Hierarchies are an inherent component of the traditional workplace. However, according to recently published research, they may not necessarily be the most functional.
The Stanford Graduate School of Business research examined the way teams function when faced with threats and concluded that effective teamwork “requires not hierarchy, but egalitarianism”.
“When you look at real organisations, having a clear hierarchy within your firm actually makes people turn on each other when they face an outside threat,” stated Lindred Greer, Stanford professor of organisational behaviour.
The researchers observed teams of three students, which were required to develop and pitch a consultancy project to a prospective client. They found non-hierarchical teams facing competition with rival firms cooperated on their work, while hierarchical teams were burdened with infighting.
A second study focused on a Dutch health insurance company, where surveys were provided to 158 existing teams within the firm. The surveys measured the extent to which teams felt egalitarian or hierarchical along with their perceptions of conflict with other teams.
The results showed that hierarchical teams that felt as if they were in competition with other teams generally underperformed, while egalitarian teams did not.
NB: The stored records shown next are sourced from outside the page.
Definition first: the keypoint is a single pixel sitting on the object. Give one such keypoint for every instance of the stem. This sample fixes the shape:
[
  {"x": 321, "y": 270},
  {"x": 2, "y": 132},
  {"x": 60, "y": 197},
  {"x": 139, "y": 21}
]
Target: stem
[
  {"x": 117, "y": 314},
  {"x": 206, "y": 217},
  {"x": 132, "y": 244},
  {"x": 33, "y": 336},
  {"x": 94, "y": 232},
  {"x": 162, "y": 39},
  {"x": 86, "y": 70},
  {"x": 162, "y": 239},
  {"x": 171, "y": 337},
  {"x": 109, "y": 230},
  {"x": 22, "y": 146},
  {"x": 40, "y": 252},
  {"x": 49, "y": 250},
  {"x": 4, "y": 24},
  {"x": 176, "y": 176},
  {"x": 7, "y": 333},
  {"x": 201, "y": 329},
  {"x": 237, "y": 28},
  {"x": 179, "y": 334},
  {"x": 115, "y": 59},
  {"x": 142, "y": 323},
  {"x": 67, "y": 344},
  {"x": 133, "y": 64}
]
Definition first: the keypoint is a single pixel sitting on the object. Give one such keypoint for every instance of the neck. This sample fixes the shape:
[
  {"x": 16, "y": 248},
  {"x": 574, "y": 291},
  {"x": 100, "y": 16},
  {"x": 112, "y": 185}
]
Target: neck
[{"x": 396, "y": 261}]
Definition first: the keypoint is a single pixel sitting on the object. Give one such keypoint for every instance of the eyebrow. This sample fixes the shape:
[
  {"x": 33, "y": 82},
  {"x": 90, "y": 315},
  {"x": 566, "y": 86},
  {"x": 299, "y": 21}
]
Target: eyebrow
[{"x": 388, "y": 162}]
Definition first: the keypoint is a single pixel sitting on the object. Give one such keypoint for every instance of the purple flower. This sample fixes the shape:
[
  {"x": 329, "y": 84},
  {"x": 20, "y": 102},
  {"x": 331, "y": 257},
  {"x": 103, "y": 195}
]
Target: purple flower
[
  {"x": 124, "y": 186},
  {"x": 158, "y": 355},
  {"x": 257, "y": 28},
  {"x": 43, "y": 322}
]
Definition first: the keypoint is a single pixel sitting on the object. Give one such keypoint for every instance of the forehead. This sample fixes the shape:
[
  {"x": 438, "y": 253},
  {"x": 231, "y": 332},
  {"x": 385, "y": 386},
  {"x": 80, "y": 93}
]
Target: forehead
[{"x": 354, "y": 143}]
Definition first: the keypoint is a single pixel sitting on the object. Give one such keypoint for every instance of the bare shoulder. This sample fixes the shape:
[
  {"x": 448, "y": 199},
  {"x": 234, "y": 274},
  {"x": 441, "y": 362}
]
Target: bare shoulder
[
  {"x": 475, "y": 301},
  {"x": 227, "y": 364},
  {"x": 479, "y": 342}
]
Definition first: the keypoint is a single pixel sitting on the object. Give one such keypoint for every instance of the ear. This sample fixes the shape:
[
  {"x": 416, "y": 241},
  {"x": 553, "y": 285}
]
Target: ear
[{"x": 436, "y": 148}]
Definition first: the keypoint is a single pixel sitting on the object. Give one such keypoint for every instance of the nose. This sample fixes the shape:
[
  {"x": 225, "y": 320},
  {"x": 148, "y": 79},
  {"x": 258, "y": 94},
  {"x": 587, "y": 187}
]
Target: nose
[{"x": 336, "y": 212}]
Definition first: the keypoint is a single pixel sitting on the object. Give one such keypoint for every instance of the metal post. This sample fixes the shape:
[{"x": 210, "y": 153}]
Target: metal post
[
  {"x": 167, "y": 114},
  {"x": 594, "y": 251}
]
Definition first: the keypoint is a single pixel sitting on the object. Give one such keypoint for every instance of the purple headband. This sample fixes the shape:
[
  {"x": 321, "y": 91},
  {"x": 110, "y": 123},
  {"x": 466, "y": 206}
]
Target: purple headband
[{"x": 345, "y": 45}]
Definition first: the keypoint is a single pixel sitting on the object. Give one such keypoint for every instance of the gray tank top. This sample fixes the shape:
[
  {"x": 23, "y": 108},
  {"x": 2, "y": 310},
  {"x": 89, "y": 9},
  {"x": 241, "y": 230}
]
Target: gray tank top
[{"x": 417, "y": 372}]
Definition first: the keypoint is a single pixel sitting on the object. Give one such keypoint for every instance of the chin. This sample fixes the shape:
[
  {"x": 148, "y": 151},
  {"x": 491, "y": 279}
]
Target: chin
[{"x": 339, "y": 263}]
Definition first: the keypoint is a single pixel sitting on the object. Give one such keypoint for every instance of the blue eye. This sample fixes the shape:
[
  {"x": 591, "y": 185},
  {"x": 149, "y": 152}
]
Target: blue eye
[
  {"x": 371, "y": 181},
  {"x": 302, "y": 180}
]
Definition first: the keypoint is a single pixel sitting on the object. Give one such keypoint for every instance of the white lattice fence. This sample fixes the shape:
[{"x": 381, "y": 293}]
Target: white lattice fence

“The egalitarian teams were more focused on the group because they felt like ‘we’re in the same boat, we have a common fate’,” commented the University of Amsterdam’s Lisanne van Bunderen.
“They were able to work together, while the hierarchical team members felt a need to fend for themselves, likely at the expense of others.”
What value do hierarchies have?
Context is all-important in considering the value of hierarchies.
The researchers say organisations faced with no external threat may function perfectly well with a hierarchical structure in place. Meanwhile, organisations faced with intense competition may do well to lean towards an egalitarian model to support a stronger collective performance.
This same rationale translates to individual departments within organisations, applied on a case-by-case basis.
As to what it would take to completely replace hierarchies, this is an ongoing question, with alternatives such as Holacracy espoused by some.
“I’ve always said that if there were a Nobel Prize for management, it would go to the person who finds an organisational structure that’s not based on vertical differentiation, on hierarchy, on leadership,” Greer commented.
“Other than Holacracy, there have to be ways to organise that don’t imply inequality and inequity — ways to organise that are more mutually respectful and reinforcing.”